Mayor: Knock Off the Knockoffs
This article is from the archive of The New York Sun before the launch of its new website in 2022. The Sun has neither altered nor updated such articles but will seek to correct any errors, mis-categorizations or other problems introduced during transfer.

Sacks and drugs.
You want to talk addictions? Drugs, you knew. But sacks — handbags, purses — are the next frontier. Every day, another sweet-face gal gets hooked on some high-price pocketbook she can’t afford. Pretty soon she’s jonesing so bad for Marc Jacobs, she’s willing to break the law.
She comes to New York and buys a counterfeit.
Yesterday, Mayor Bloomberg held a press conference to announce a seizure of $1 million worth of just such ganja — er, goods — down in Chinatown’s notorious “Counterfeit Triangle” (32 storefronts bounded by Canal, Walker, and Centre streets). Most of the booty had already been hauled away in tractor trailers, but a goodly sample was arrayed around the podium, prompting one reporter to ask: “What are you going to do with it now?”

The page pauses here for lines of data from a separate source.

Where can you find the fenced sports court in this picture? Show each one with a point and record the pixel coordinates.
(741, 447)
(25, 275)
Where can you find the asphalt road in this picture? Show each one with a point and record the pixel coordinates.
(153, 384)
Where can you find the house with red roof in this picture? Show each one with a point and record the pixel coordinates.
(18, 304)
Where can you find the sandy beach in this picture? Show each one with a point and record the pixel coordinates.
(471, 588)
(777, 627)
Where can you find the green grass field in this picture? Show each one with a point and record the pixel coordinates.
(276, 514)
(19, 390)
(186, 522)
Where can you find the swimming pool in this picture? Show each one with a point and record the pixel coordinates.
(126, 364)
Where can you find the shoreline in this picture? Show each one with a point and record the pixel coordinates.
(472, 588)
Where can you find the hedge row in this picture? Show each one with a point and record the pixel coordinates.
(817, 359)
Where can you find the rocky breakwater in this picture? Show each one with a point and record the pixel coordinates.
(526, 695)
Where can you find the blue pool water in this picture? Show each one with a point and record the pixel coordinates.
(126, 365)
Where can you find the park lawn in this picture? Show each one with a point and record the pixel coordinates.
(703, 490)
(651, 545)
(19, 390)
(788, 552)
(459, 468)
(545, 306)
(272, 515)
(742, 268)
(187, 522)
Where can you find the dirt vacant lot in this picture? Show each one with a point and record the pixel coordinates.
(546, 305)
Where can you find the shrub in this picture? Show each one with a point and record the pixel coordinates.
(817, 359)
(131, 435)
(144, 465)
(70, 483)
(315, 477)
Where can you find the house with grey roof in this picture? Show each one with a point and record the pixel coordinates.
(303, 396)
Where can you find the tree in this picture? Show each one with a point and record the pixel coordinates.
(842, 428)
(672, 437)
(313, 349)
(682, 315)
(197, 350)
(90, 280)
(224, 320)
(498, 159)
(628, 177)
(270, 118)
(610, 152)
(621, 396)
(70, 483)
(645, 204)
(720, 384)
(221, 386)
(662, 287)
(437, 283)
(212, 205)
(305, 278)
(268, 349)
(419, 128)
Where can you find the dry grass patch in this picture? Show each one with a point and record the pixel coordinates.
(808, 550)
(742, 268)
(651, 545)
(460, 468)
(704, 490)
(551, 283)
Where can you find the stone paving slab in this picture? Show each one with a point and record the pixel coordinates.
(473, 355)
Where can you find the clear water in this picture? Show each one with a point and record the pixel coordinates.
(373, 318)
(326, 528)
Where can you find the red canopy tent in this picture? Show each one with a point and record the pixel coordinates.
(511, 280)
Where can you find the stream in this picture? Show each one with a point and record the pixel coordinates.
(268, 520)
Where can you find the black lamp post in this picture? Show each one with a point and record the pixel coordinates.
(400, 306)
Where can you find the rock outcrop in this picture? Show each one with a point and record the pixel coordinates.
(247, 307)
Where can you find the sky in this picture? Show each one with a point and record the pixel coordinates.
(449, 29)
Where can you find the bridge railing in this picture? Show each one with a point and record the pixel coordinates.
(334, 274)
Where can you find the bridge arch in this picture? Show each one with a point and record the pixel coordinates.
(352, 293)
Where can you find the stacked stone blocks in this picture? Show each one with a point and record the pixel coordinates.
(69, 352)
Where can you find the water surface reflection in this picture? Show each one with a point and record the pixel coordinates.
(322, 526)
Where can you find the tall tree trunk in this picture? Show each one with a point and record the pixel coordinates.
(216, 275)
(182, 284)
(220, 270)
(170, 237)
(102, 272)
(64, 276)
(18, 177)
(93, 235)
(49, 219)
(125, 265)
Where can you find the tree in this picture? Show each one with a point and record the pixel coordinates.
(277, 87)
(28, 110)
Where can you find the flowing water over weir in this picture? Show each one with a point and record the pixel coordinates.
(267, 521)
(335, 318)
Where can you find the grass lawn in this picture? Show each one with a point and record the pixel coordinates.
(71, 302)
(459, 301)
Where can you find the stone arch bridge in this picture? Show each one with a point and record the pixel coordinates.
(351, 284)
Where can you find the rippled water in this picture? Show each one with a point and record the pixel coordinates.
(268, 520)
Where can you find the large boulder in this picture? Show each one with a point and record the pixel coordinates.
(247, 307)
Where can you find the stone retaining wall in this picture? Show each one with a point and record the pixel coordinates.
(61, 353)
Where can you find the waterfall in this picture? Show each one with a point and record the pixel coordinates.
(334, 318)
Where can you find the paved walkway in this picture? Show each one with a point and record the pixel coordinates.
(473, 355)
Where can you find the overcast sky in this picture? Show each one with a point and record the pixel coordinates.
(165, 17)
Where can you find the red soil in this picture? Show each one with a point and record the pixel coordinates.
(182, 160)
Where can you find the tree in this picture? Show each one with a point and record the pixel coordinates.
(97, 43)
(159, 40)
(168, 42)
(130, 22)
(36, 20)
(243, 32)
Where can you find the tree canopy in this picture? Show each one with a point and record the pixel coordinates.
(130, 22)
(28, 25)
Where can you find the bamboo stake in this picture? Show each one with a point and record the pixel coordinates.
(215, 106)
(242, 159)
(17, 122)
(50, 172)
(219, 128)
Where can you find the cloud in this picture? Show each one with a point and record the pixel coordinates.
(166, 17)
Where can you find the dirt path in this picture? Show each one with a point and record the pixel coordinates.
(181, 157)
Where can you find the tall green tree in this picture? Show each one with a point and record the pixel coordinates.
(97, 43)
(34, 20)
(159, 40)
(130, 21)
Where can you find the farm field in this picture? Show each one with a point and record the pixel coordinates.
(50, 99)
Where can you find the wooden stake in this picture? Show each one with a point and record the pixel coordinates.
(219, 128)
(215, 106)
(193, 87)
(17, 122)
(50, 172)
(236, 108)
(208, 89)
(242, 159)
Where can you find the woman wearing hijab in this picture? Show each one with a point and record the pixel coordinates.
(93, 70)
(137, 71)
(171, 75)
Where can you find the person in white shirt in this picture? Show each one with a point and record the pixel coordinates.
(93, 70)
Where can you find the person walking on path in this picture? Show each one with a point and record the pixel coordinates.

“You want to buy some?” the mayor asked.
I’d swear I saw some heads nod.
Look, if there’s $1 million of fake goods stashed along one dingy strip of Chinatown, you know that, just like crack, there’s plenty more where that came from. Nationally, counterfeiting is a multibillion-dollar business.
That means loads lost in tax revenues, of course. And smuggling. And organized crime. But even more galling, somehow, is that some companies have been counterfeited so prodigiously that none of their stuff looks like the real McCoy. I see someone with a Hermès handbag and, unless it’s Carla Bruni, I just assume she got it on Canal Street.
“Counterfeiting has been with us for hundreds of years,” an attorney who works with Rolex, Brian Brokate, said. “But the mid-1980s is when the American consumers began to have a real thirst for branded goods, luxury goods.” That’s when counterfeiters started turning their attention to the new coin of the realm: labels.
Today, Mr. Brokate said, “each new brand that comes of age is going to have a counterfeit problem at some point. It’s not a passing fad.”
No, the fad part seems to be the new attitude shoppers have toward buying these knockoffs. Any shame seems to have been replaced by glee.
“If I had told my mother 10 years ago, ‘Oh, mom, I’m going to go to New York to shop,’ it would have been, ‘Drive to New York? It takes us six hours!'” a fashion professor at Virginia Commonwealth University, Holly Price Alford, said. “Now she’ll hop in the car to get a knockoff.”
When that woman gets home, it’s anybody’s guess what she’ll tell her friends. There’s joy in appearing rich, but there’s also joy (don’t I know it!) in bagging a bargain. And now there’s a new kind of joy, too.
“You get sort of a double punch,” consumer anthropologist Robbie Blinkoff said. “It’s like, ‘I wouldn’t be caught dead with a Louis Vuitton, because I’m not actually a Louis Vuitton person. I’m a Louis Vuitton person who’s smarter than that.'”
Irony, elitism, hipster-ism, penny pincher-ism — they’re all rolled into one. And what they’re rolled into looks lovely.
“The fakes used to just slap the name Prada on whatever,” an editor at stylediary.net, Patricia Handschiegel, said. “But now they actually make the bags look like the ones in the collection.”
Knockoffs have gotten so good, I met a customer in the Gucci store on Fifth Avenue who buys fake and real Guccis almost indiscriminately. “I just like them,” she said. Though, she warned, “if you wear a knock-off, the handles start fraying.”
Around us, the shelves were gleaming with non-fraying bags costing thousands of bucks, some heartbreakingly beautiful, some looking just like the ones on the street. Why pay a fortune for them?
“You don’t have a right to steal somebody’s property just because you think it’s overpriced,” the mayor chided at his press conference.
We don’t? Well then, what do we have a right to steal?
Oh. I get it. Goodbye, Canal Street. Hello, rehab.